Everything described in this framework sounds reasonable in retrospect. Slack called itself the email killer and positioned team chat as something completely different from chat. Liquid Death put water in a tallboy can and called it mountain water. Salesforce put a red circle with a line through it over the word "software" and went to every industry conference dressed as protesters against their own category.
In retrospect, these look like smart, calculated moves. At the time, they looked unhinged.
And that is not a side effect. It is a necessary condition.
## **Why you have to look unhinged**
Meaning is created via difference. The further your meaning is from everything else in the category, the more distinctive it is, the more potential it has to connect with desires that nothing else is currently connecting with. A meaning that is close to everything else in the market is, by definition, not far from what already exists. It will be experienced as another tool, described as another tool, and spread as another tool.

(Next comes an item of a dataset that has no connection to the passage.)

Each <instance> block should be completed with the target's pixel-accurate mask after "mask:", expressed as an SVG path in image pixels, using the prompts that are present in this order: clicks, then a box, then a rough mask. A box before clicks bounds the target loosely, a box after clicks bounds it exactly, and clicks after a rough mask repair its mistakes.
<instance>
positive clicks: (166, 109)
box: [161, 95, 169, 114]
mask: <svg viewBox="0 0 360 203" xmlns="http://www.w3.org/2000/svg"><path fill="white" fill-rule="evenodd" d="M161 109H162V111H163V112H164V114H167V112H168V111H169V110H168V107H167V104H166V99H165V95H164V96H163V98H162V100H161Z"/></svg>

The meanings that create initial advantages are the ones that occupy positions nobody else is standing in; not because nobody thought of them, but because they look too strange, too risky, too far from what a serious company in this space would say. There is a gap there precisely because the gap feels embarrassing to fill.

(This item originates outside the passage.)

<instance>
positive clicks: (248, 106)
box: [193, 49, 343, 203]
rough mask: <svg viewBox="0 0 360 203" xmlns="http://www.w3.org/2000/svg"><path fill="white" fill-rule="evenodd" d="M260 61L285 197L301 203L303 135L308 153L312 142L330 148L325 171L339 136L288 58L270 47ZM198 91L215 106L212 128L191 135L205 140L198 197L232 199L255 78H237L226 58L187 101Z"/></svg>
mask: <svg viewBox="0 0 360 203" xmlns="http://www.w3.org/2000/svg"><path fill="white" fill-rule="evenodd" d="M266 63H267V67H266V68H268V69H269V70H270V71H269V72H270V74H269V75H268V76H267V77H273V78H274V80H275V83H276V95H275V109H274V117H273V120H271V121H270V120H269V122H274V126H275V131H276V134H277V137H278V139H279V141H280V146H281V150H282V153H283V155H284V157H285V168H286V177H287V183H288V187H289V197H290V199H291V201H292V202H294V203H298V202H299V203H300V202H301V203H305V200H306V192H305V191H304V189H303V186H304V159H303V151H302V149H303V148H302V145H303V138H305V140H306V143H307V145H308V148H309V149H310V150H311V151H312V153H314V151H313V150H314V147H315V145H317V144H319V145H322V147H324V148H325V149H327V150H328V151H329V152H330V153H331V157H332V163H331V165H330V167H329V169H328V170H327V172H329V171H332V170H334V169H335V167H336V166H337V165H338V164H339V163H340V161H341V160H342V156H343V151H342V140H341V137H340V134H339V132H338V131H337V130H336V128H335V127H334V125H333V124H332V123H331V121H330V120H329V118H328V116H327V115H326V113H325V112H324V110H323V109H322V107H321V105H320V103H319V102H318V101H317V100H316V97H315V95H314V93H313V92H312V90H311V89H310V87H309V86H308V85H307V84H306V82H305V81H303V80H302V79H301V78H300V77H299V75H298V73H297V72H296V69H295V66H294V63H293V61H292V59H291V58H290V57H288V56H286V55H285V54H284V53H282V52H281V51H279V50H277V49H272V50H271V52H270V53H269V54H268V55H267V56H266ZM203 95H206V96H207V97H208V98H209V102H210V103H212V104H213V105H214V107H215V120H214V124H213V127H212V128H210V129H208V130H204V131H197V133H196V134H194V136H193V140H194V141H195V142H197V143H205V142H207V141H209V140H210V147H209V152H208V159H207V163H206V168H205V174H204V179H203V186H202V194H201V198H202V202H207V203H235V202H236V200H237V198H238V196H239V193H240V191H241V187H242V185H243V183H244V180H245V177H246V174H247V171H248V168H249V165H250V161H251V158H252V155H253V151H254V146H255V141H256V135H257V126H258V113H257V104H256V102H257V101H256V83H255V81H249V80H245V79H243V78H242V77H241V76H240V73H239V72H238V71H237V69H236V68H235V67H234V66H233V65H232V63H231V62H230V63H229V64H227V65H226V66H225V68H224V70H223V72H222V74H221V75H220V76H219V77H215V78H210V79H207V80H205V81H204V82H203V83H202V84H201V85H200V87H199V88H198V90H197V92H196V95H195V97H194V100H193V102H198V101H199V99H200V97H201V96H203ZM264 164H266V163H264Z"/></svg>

Think about what it felt like to tell people, in 2013, that your team chat software was going to kill email. The immediate reaction from critics was: "brother, it's a chat app with dark mode." That is exactly what you want. The haters are confirming that the meaning is genuinely different. If nobody is dismissing your positioning, you are probably not far enough from the center.
## **The practical implication**
This doesn't mean being different for the sake of it. It doesn't mean being provocative as a strategy. What it means is that the right meaning; the one that enters the user's fantasy frame, that connects with desire and identity in a way competitors haven't; is going to feel uncomfortable to put into the world. It is going to attract criticism before it attracts believers. Your investors will raise an eyebrow. Your competitors will dismiss it. That discomfort is not a sign you're wrong. It is often the most reliable signal that you have found something real.
The alternative is playing it safe: a meaning close enough to the category to feel credible, different enough to feel distinct, but not so different that anyone finds it remarkable. That is the recipe for staying a Tool. The bold path is the only path to the initial advantage that starts the flywheel.